Dietro slogan apparentemente semplificatori si cela infatti un’idea di società basata sull’esclusione, sulla divisione tra persone “degne” e “non degne” di appartenere a una comunità nazionale, alimentando paura, intolleranza e tensioni sociali. Sono posizioni che rischiano di legittimare derive xenofobe e che contrastano apertamente con lo spirito della Costituzione italiana, nata dalla Resistenza e fondata sul rispetto della dignità umana, dell’uguaglianza e dei diritti inviolabili della persona.

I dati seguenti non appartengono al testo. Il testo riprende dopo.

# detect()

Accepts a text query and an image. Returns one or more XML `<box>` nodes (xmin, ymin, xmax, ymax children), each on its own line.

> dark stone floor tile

Per questo riteniamo doveroso ribadire che ogni iniziativa pubblica, manifestazione o evento politico deve svolgersi nel pieno rispetto dei valori democratici e costituzionali, evitando qualsiasi messaggio che possa configurare discriminazione etnica, culturale o religiosa. La libertà di espressione è un pilastro della Repubblica, ma non può trasformarsi in legittimazione dell’odio o nella negazione dei principi fondamentali della convivenza civile.
Perugia è storicamente città di dialogo, accoglienza, cultura e pace. Difendere questa identità significa opporsi con fermezza a ogni tentativo di normalizzare linguaggi e pratiche che minano il tessuto democratico e sociale del nostro Paese.
Invitiamo tutta la cittadinanza, le forze politiche, le istituzioni a una riflessione seria e responsabile, affinché si resti fortemente ancorati e vigili, in coerenza ai principi base della Repubblica, al rispetto reciproco e ai valori universali di civiltà, umanità e democrazia.